Daniel wished his uncle would push the train again but he knew something important was happening. Uncle Richard was here, so nothing could possibly go wrong, yet he felt scared.
The virus was making glass break. Then another popping sound, then another. More glass.
Someone screamed. Then footsteps and hollers, as if the person who’d screamed was being chased. It was a game, Richard explained in a whisper, just a strange game people are playing. But don’t talk anymore tonight.
Later, in the middle of the night, Daniel would need to use the toilet, would walk into the hallway and see many of his uncles and cousins gathered there in the parlor and the foyer, the light dim and his brain muddy and his mother shooing him. He would wonder for a while whether he was only dreaming the fact that his father and uncle were holding rifles.
Two days later, after the white people’s virus had passed, people slowly dared to leave their houses. Daniel’s father returned to work after conferring with friends, and Daniel and his mother and two brothers went out again, hoping to find a grocer’s that was open, as their pantry had gone bare.
As they walked, Daniel noticed that many of the street poles were wearing hats. The sign at the corner of Juniper and Pierce wore a gray derby. A bus stop sign a block away wore a plaid driver’s cap. A black fedora was perched atop Courtland and Ellis.
And there on Peachtree and Auburn sat a blue mailman’s cap, as unmistakable as his father’s laugh. Daniel tugged on his mother’s sleeve and pointed it out, Look, Daddy’s cap! and did not understand why her face turned stone blank when she saw it, did not understand why she gripped his hand more tightly then and hurried the boys along and told them with a harsher tone than usual to hush up.
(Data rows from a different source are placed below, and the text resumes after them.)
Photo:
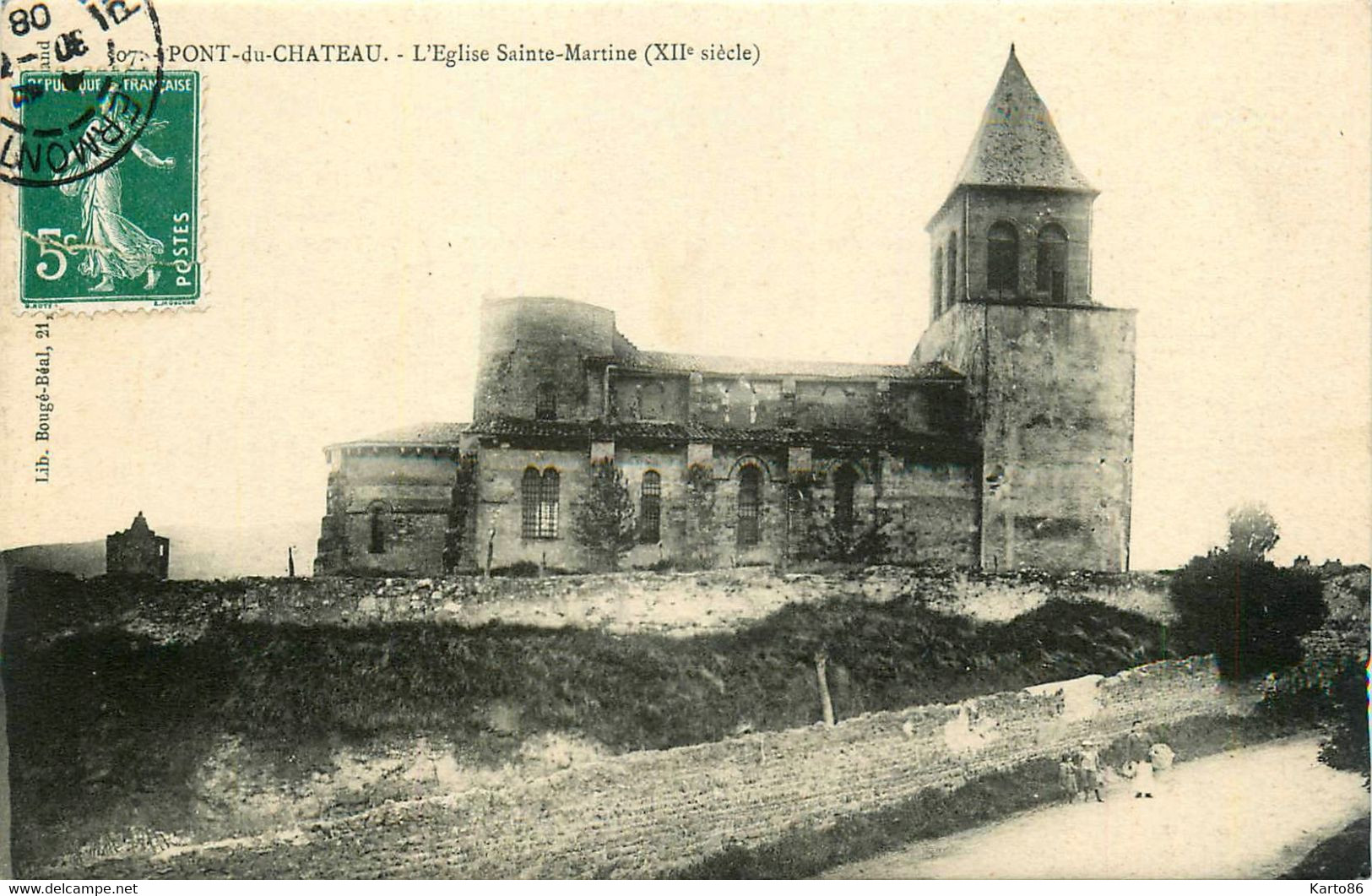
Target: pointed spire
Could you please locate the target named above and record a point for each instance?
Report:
(1017, 143)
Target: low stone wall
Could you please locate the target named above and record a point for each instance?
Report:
(651, 812)
(673, 604)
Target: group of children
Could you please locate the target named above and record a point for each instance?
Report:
(1080, 771)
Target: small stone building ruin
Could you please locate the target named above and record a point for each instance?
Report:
(138, 551)
(1003, 443)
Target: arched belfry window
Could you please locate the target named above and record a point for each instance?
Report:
(952, 272)
(1053, 263)
(651, 508)
(750, 505)
(845, 483)
(1002, 258)
(538, 502)
(937, 281)
(545, 402)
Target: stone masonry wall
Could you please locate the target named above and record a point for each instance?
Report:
(651, 812)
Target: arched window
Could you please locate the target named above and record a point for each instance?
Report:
(377, 520)
(548, 504)
(845, 481)
(538, 502)
(531, 491)
(1053, 263)
(545, 402)
(750, 504)
(1002, 258)
(952, 270)
(937, 281)
(651, 508)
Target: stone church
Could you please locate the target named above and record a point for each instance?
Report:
(1005, 443)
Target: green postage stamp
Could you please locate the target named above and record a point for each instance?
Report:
(117, 220)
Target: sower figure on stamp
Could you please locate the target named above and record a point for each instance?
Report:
(114, 246)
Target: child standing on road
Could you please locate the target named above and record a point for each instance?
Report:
(1068, 779)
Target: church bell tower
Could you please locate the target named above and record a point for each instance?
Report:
(1049, 371)
(1017, 224)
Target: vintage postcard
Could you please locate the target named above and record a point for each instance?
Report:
(829, 441)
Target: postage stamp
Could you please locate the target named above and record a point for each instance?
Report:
(117, 219)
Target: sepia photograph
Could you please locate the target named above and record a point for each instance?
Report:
(702, 441)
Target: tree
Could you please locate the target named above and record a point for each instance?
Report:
(1253, 531)
(1246, 611)
(603, 519)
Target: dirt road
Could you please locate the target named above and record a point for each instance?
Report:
(1249, 814)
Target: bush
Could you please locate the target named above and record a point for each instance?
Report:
(1253, 531)
(603, 520)
(1246, 611)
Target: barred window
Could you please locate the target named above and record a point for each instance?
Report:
(377, 534)
(540, 500)
(651, 508)
(1053, 263)
(545, 402)
(1002, 258)
(845, 479)
(750, 501)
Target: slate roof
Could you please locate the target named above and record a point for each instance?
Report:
(581, 432)
(682, 362)
(1017, 143)
(426, 434)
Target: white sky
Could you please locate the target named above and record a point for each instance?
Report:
(355, 215)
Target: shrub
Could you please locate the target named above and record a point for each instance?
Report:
(603, 519)
(1246, 611)
(1253, 531)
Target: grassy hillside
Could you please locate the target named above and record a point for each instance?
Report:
(110, 729)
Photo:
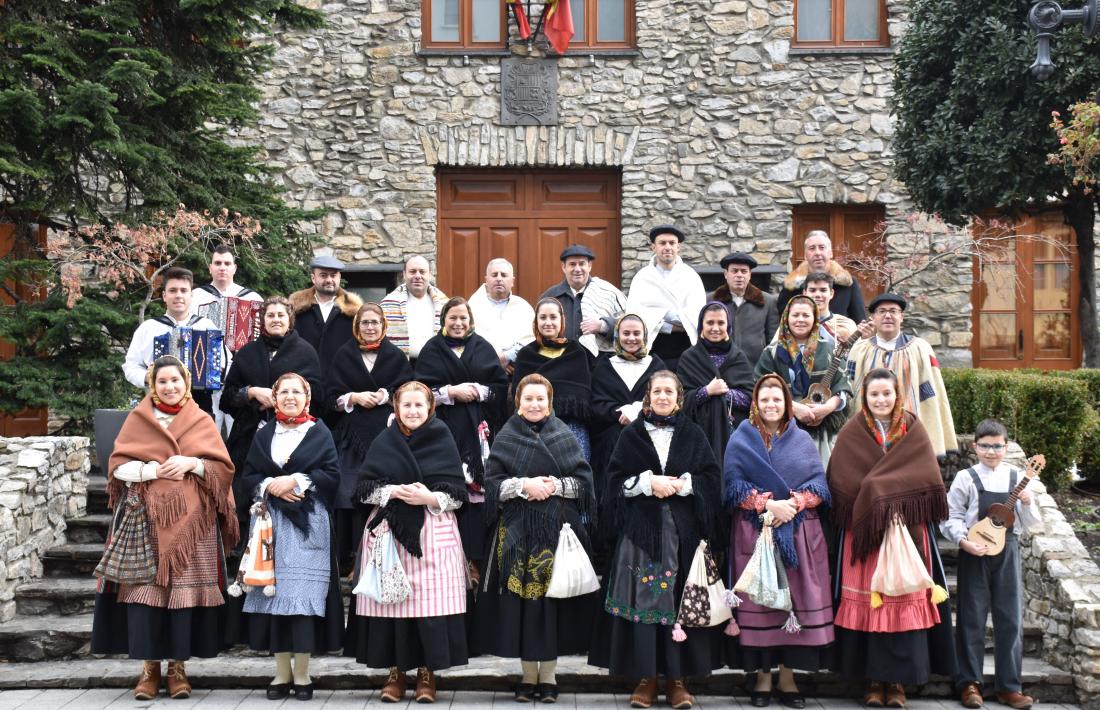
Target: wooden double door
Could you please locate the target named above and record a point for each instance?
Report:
(528, 217)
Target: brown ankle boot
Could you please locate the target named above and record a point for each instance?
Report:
(394, 690)
(425, 686)
(149, 683)
(645, 694)
(179, 687)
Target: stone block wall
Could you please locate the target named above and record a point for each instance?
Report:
(715, 121)
(43, 483)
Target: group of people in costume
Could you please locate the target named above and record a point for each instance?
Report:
(532, 497)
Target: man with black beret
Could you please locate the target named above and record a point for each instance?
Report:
(591, 304)
(920, 382)
(669, 295)
(756, 317)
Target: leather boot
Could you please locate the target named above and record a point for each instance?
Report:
(394, 690)
(149, 683)
(425, 686)
(179, 687)
(645, 694)
(677, 695)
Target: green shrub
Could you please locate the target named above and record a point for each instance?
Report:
(1044, 414)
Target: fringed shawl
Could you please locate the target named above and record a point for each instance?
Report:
(568, 373)
(696, 370)
(316, 457)
(791, 465)
(438, 367)
(639, 517)
(427, 456)
(869, 485)
(182, 512)
(520, 451)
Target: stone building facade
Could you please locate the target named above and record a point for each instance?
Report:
(714, 120)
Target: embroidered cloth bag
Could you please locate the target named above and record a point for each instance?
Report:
(129, 557)
(763, 579)
(703, 601)
(572, 574)
(382, 577)
(900, 569)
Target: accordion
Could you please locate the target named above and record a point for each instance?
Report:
(239, 319)
(199, 351)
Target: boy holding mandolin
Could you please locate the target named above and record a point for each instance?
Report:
(988, 505)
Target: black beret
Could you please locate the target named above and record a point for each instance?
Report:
(576, 250)
(738, 258)
(878, 301)
(664, 229)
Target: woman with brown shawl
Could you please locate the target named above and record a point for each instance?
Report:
(171, 457)
(883, 468)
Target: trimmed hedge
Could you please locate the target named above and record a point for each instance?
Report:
(1044, 414)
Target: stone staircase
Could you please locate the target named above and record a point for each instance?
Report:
(54, 624)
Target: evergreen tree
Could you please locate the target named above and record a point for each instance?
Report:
(974, 127)
(111, 110)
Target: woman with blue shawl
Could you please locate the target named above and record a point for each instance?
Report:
(772, 466)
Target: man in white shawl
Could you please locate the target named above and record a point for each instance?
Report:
(669, 295)
(921, 384)
(591, 304)
(503, 318)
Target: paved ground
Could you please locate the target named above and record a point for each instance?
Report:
(116, 699)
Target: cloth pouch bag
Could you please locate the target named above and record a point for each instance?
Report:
(572, 574)
(382, 577)
(129, 557)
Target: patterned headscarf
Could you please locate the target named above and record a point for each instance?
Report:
(363, 345)
(642, 351)
(559, 340)
(303, 416)
(898, 427)
(167, 361)
(771, 380)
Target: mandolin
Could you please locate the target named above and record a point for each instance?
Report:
(820, 392)
(990, 531)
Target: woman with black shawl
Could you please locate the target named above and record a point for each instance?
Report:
(618, 384)
(801, 357)
(465, 377)
(293, 468)
(883, 467)
(246, 394)
(771, 466)
(536, 480)
(717, 378)
(360, 380)
(564, 363)
(413, 483)
(661, 499)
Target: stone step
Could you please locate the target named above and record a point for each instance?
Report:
(89, 528)
(1047, 684)
(72, 559)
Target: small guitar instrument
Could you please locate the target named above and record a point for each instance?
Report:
(990, 531)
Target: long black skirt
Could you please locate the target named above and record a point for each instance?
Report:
(506, 625)
(156, 633)
(432, 642)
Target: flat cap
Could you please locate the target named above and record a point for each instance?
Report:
(576, 250)
(878, 301)
(738, 258)
(327, 261)
(664, 229)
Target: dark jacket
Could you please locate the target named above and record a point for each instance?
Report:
(756, 320)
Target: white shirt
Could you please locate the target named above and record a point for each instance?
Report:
(140, 352)
(420, 320)
(963, 502)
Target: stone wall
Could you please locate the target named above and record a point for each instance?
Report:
(43, 483)
(716, 123)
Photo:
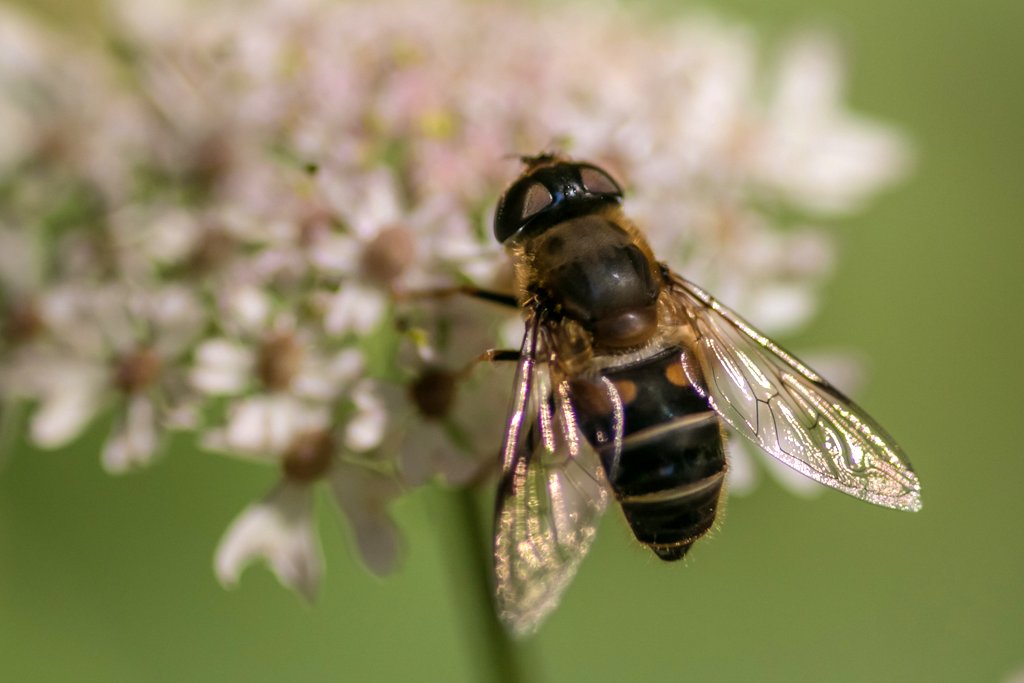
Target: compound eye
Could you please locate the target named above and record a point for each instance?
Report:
(536, 199)
(521, 202)
(597, 181)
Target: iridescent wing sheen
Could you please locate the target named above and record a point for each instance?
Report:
(551, 497)
(787, 410)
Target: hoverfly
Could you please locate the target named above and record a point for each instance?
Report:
(626, 374)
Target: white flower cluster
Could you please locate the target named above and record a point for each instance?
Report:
(210, 225)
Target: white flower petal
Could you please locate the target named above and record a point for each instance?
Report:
(222, 368)
(64, 412)
(366, 430)
(364, 497)
(135, 439)
(264, 426)
(280, 531)
(355, 308)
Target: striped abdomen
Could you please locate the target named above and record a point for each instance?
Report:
(671, 464)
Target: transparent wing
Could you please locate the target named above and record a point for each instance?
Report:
(550, 499)
(787, 410)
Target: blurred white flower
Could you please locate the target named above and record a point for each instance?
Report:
(109, 346)
(283, 431)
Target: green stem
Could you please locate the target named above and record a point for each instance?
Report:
(469, 558)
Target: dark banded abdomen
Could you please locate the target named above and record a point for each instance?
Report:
(671, 467)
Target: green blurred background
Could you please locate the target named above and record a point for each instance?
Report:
(110, 579)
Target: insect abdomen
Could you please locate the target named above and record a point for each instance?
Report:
(671, 464)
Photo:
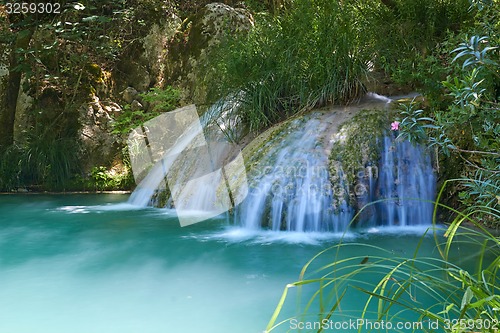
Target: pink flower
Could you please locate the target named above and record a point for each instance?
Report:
(395, 126)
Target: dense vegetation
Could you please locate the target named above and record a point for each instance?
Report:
(299, 55)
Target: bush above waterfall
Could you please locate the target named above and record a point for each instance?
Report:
(310, 55)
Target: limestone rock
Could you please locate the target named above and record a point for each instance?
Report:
(129, 94)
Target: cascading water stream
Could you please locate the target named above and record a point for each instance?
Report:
(292, 184)
(291, 187)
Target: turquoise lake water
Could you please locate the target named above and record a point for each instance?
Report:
(92, 264)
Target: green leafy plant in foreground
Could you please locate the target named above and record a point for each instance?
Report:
(457, 298)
Daniel would remember those hats for years, recalling them when, as an older boy, he learned they were there because they had belonged to Negroes who’d been killed or beaten by the mob, the headwear tossed up like trophies. One slight remove away from the tribal peoples who’d placed their enemies’ heads on stakes for vultures to pick at. It had not been his father’s hat, but it could have been.
“It could have been any of our hats,” the reverend told his congregation. “But this time, it was James.”
In truth, Lucius was so upset by the stares and comments that he wasn’t able to listen to all that his father was saying, never got to hear how the old man drew a parallel between that tragedy and this one. What lesson he was trying to impart, what the train was supposed to be a metaphor for. Whether Uncle Richard, who would also die young, was symbolic of Jameson or someone else, what the point of the story was at all. He’d heard it so many times and it always had a different point, the basic gist being that life might seem terribly unfair and unjust but it wasn’t, not really, because there was a plan behind it. Even if the plan seemed a very poorly written one indeed, and in need of profound revisions.
After the service ended, Lucius told his brothers he couldn’t join them at the burial. He had to get to the precinct. They all nodded, seeing through the lie and not seeming to blame him.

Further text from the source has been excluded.